Heretofore, most commercial efforts to control enzymatic browning in raw, minimally processed fruits and vegetables have involved the use of sulfite treatments. However, sulfites have been implicated as the cause of allergic reactions in certain sensitive individuals, resulting in anaphylactic shock and death in rare cases. (Taylor, S. L., N. A. Higley, and R. K. Bush, 1986, Sulfites in foods: uses, analytical methods, residues, fate, exposure assessment, metabolism, toxicity, and hypersensitivity. Adv.
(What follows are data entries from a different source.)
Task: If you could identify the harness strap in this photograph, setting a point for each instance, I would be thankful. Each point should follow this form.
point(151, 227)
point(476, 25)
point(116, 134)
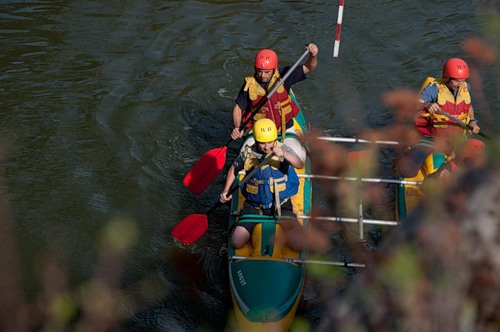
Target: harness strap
point(277, 195)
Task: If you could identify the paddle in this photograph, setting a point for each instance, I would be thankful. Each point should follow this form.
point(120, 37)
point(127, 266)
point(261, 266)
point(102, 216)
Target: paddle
point(212, 162)
point(191, 228)
point(463, 124)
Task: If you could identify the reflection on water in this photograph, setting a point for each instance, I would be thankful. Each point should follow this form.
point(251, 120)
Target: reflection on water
point(106, 105)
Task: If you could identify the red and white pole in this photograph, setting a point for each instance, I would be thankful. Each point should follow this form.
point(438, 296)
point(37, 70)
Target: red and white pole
point(336, 44)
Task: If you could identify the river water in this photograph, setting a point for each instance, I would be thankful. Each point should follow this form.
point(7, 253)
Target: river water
point(107, 104)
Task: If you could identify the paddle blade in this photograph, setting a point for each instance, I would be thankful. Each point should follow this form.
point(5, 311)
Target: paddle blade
point(205, 170)
point(191, 228)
Food Res. 30: 1-76.)
Virtually all sulfite alternatives for the prevention of enzymatic browning in raw, peeled potatoes that have been patented or reported in the literature involve the use of acidic solutions with a pH lower than 3. Such treatments generally involve the use of organic acids such as citric and/or malic acid in combination with ascorbic or erythorbic acid. The pH of these dips is much lower than the optimum pH for polyphenol oxidase activity. Adjuncts such as thiol compounds (e.g. L-cysteine) may be added to acidic solutions to improve their efficacy against browning.
Unfortunately, most of these treatments do not provide adequate shelf life, and low-pH solutions tend to induce "case hardening," which is a surface firming observable in the cooked product, resulting in what is often described as "raw-like" lumps when the potatoes are mashed. The case-hardened layer often separates from the rest of the potato tissue during cooking.
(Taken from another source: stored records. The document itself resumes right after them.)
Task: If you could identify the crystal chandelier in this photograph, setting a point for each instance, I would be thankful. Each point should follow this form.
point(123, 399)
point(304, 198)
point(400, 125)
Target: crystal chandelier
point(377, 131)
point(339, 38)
Sapers and Miller found that pre-treatment of peeled potatoes in heated organic acid solutions greatly improved the efficacy of conventional, organic acid-based browning inhibitor dips. (Sapers, G. M., and R. L. Miller, 1995, Heated ascorbic/citric acid solution as browning inhibitor for pre-peeled potatoes. J. Food Sci. 60 (4): 762-766 & 776.) However, this treatment induced even more textural deficiencies in the final, cooked product than did the acidic browning inhibitor dips, alone.
It is thought that acidic dips induce case hardening by mobilizing and redistributing divalent cations from the potato cell interiors. (Sapers, G. M., P. H. Cooke, R. L. Miller, A. E. Heidel, and S. T. Martin, Structural changes related to textural deficiencies of pre-peeled potatoes. Presented at the 1996 IFT Annual Meeting, New Orleans, La., June 26.) The cations cross-link partially de-methylated pectin molecules in the cell walls and middle lamella, which renders the tissue more resistant to thermal degradation. Heating could increase this effect by activation of endogenous pectin methylesterase, resulting in further de-esterification of the pectin and the creation of more binding sites for the calcium or magnesium. (Bartolome, L. G., and J. E. Hoff, 1972, Firming of potatoes: biochemical effects of pre-heating.) Heating may also increase hardening by promoting greater diffusion of the acids into the potato tissue.
There is currently a need for a method of treatment for fresh, peeled potatoes that provides adequate protection from enzymatic browning without the use of sulfites, and which limits textural deficiencies in the product following cooking.